Specific beneficiaries are:

-Mineral Resources industry: Sulphide minerals host a large fraction of the crustal budget of economically important elements, including many of the critical raw materials identified by both NERC ('Sustainable use of Natural Resources' Theme) and the EU ('EU-14 Critical Raw Materials') as those on which the European (and in fact the global) economy depends upon, but which might be at risk of supply disruptions. Island arcs host the largest copper deposits in the world as well as large quantities of the important sulphide minerals for extraction of lead, zinc and gold, among others. Fundamental understanding of the creation and maturation of the volcanic arc environments in comparison to the precursor oceanic crust and mantle will help understand the conditions and circumstances leading to formation of sulphide deposits and the accumulation of the related economically important elements. How are these elements transported, stored and distributed in the arc crust is often the key for finding and successfully exploring commercially important mineral resources. I envision the biggest impact to be achieved by publishing the results of my findings in journals shown to have impact in the mining industry and to disseminate knowledge to people currently employed by the mineral industry at international scientific conferences such as the AGU and IAVCEI. I plan to speak directly with representatives from the mineral industry, who Univ. of Leeds is very well connected with via its "Minerals Pathway" degree (http://www.see.leeds.ac.uk/admissions-and-study/undergraduate-degrees/career-paths/pathways/minerals). Recently my institute hosted a workshop on this topic related to the rare metals and planning of consortium within the scope of NERC call "Security of Supply (SoS) of Minerals. I plan to report my findings for IBM at their next meetings and become involved. I shall promote the importance of the links between mineral deposits and the understanding of arc volcanic basement evolution. A talk to the Leeds Student Society of Economic Geologists (SEG) will also be arranged.

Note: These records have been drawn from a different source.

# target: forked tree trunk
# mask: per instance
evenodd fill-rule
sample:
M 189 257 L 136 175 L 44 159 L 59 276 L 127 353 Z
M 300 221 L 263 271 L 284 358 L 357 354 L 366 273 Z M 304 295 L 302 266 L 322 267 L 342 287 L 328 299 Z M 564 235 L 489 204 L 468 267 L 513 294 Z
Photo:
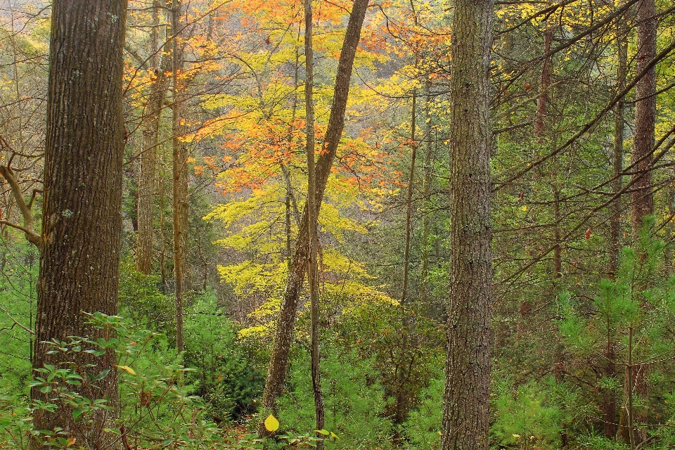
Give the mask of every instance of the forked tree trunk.
M 183 43 L 180 39 L 180 17 L 183 12 L 181 0 L 173 0 L 171 11 L 172 32 L 172 84 L 173 106 L 172 117 L 172 148 L 173 158 L 172 176 L 173 186 L 173 232 L 174 232 L 174 298 L 176 311 L 176 349 L 183 352 L 183 290 L 185 282 L 184 266 L 187 248 L 188 233 L 188 153 L 180 137 L 184 129 L 181 124 L 181 111 L 186 98 L 184 88 L 179 80 L 183 68 Z
M 488 448 L 493 3 L 456 0 L 450 82 L 450 282 L 441 447 Z
M 366 9 L 368 0 L 354 0 L 347 26 L 347 33 L 342 44 L 342 50 L 338 63 L 338 75 L 335 79 L 335 87 L 328 118 L 328 126 L 326 132 L 323 149 L 319 160 L 316 162 L 316 189 L 315 198 L 316 214 L 318 216 L 326 191 L 328 175 L 335 157 L 338 145 L 340 143 L 345 126 L 345 111 L 347 108 L 347 100 L 349 94 L 349 79 L 352 77 L 352 68 L 356 55 L 356 46 L 361 37 L 361 28 L 366 17 Z M 308 220 L 307 205 L 302 212 L 300 220 L 300 231 L 295 243 L 295 253 L 293 255 L 286 287 L 281 300 L 281 310 L 277 321 L 274 343 L 265 381 L 265 390 L 263 393 L 262 406 L 267 411 L 276 412 L 276 399 L 283 389 L 283 382 L 286 376 L 286 368 L 288 364 L 288 352 L 292 338 L 293 326 L 295 323 L 295 313 L 297 310 L 297 300 L 300 289 L 307 271 L 307 259 L 309 251 L 308 234 Z M 259 428 L 262 434 L 265 434 L 264 427 Z
M 103 332 L 86 324 L 83 312 L 115 314 L 122 231 L 122 164 L 124 146 L 122 80 L 125 0 L 56 0 L 52 8 L 44 157 L 44 245 L 38 281 L 34 368 L 60 367 L 62 354 L 44 343 L 68 336 L 96 340 Z M 85 370 L 115 373 L 115 354 L 82 353 Z M 103 431 L 118 416 L 116 377 L 98 382 L 112 411 L 75 425 L 72 411 L 39 410 L 36 430 L 61 427 L 77 446 L 110 448 Z M 49 394 L 31 390 L 32 400 Z M 31 446 L 39 448 L 33 441 Z
M 429 245 L 430 231 L 430 210 L 431 200 L 429 196 L 431 194 L 431 174 L 432 174 L 432 154 L 431 154 L 431 82 L 428 75 L 424 84 L 424 178 L 422 181 L 422 264 L 420 267 L 420 302 L 422 307 L 427 309 L 428 300 L 429 281 Z
M 656 56 L 657 17 L 655 0 L 640 0 L 637 4 L 638 51 L 636 71 L 641 73 Z M 645 216 L 654 213 L 652 174 L 649 168 L 654 150 L 655 125 L 656 124 L 656 69 L 651 66 L 635 85 L 635 125 L 633 136 L 631 159 L 635 164 L 634 176 L 637 179 L 632 193 L 633 236 L 636 238 L 643 226 Z M 644 286 L 644 288 L 647 288 Z M 624 391 L 626 396 L 631 392 L 647 401 L 649 386 L 647 382 L 648 366 L 633 368 L 634 379 L 626 375 Z M 632 390 L 629 389 L 632 386 Z M 635 427 L 632 433 L 628 427 L 629 415 L 632 413 L 633 423 L 645 423 L 649 408 L 644 406 L 634 411 L 626 407 L 622 409 L 619 435 L 631 446 L 639 445 L 646 438 L 645 427 Z M 634 439 L 631 439 L 631 435 Z
M 307 278 L 309 285 L 310 299 L 310 335 L 311 336 L 311 387 L 314 397 L 314 414 L 316 430 L 323 430 L 323 393 L 321 392 L 321 353 L 319 352 L 319 327 L 321 308 L 319 303 L 319 266 L 316 264 L 316 249 L 319 246 L 317 236 L 317 213 L 316 198 L 313 193 L 316 191 L 316 174 L 314 172 L 314 51 L 312 46 L 312 11 L 311 0 L 304 0 L 304 67 L 307 75 L 304 79 L 304 110 L 307 115 L 307 234 L 309 238 L 309 261 L 307 265 Z M 317 437 L 323 435 L 317 432 Z M 323 450 L 323 441 L 316 441 L 316 449 Z
M 618 70 L 617 73 L 617 92 L 622 92 L 626 87 L 626 68 L 628 60 L 628 40 L 624 25 L 624 19 L 619 18 L 617 27 L 617 56 Z M 624 109 L 623 99 L 619 101 L 615 108 L 614 113 L 614 149 L 612 168 L 614 180 L 612 189 L 615 194 L 621 192 L 623 187 L 621 173 L 623 172 L 624 158 Z M 610 209 L 610 266 L 609 276 L 615 278 L 619 271 L 621 251 L 621 197 L 617 198 Z M 617 367 L 615 359 L 617 356 L 616 336 L 609 322 L 607 324 L 607 344 L 605 349 L 605 357 L 607 361 L 605 367 L 605 376 L 613 378 L 617 375 Z M 606 437 L 613 439 L 617 435 L 617 398 L 611 389 L 605 390 L 602 411 L 604 420 L 603 431 Z

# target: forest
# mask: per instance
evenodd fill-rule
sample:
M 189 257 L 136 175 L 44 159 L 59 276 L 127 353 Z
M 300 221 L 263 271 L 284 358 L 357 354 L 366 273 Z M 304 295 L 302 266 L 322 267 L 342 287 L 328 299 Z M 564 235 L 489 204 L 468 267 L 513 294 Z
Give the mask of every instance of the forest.
M 671 0 L 0 0 L 0 449 L 675 448 Z

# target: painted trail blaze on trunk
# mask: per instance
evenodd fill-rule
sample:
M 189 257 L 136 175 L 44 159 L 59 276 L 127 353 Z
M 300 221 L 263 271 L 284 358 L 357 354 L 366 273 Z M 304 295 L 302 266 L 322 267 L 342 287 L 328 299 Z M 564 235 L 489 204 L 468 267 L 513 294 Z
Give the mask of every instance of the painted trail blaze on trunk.
M 493 4 L 457 0 L 450 93 L 450 283 L 442 448 L 487 449 L 492 263 L 489 67 Z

-Schools and Universities: The plate tectonic cycle and the initiation and maturation of island arcs are fundamental to planet habitability but are also important in terms of natural hazards, mineral resources and Earth processes. I believe there is an opportunity to use IODP research in the IBM as the perfect tool for demonstrating the interconnectedness of Earth processes and how they can affect us. How the Earth's mantle can transition and change so fundamentally in order to give birth to the volcanoes of the very active "Pacific Ring of Fire"? Please see our "Pathways for Impact" statement on how this can be achieved with the use of the IODP and University of Leeds infrastructure.

-Hazard Prediction & Prevention Centers /Volcano Observatories/Insurance Industry: What are the hazards related to the maturation of the arc volcanism? How understanding of the IBM arc evolution may lead to better hazard predictions? Because my results will be directly linked to important parameters used by the volcanic hazard evaluations (eruption frequencies, eruption styles- above versus below sea level, distribution and properties of the volcanic ash, volcano explosiveness, volcanic regional structure and longevity of eruptive vents, etc.) I think my study will have direct impact on the models of volcanic hazards in the W. Pacific and more specifically in Japan. The best way for impact is for my science to be communicated at international scientific meetings that organise sessions dedicated on volcanic hazards. I plan to attend the IAVCEI General Assembly' 2015 in Prague. This is the largest volcanological congress and I feel it will be an excellent exposure for my research findings to be noticed by volcanic hazard modellers and representatives of volcano observatories and the insurance industry (who usually attend the IAVCEI meetings).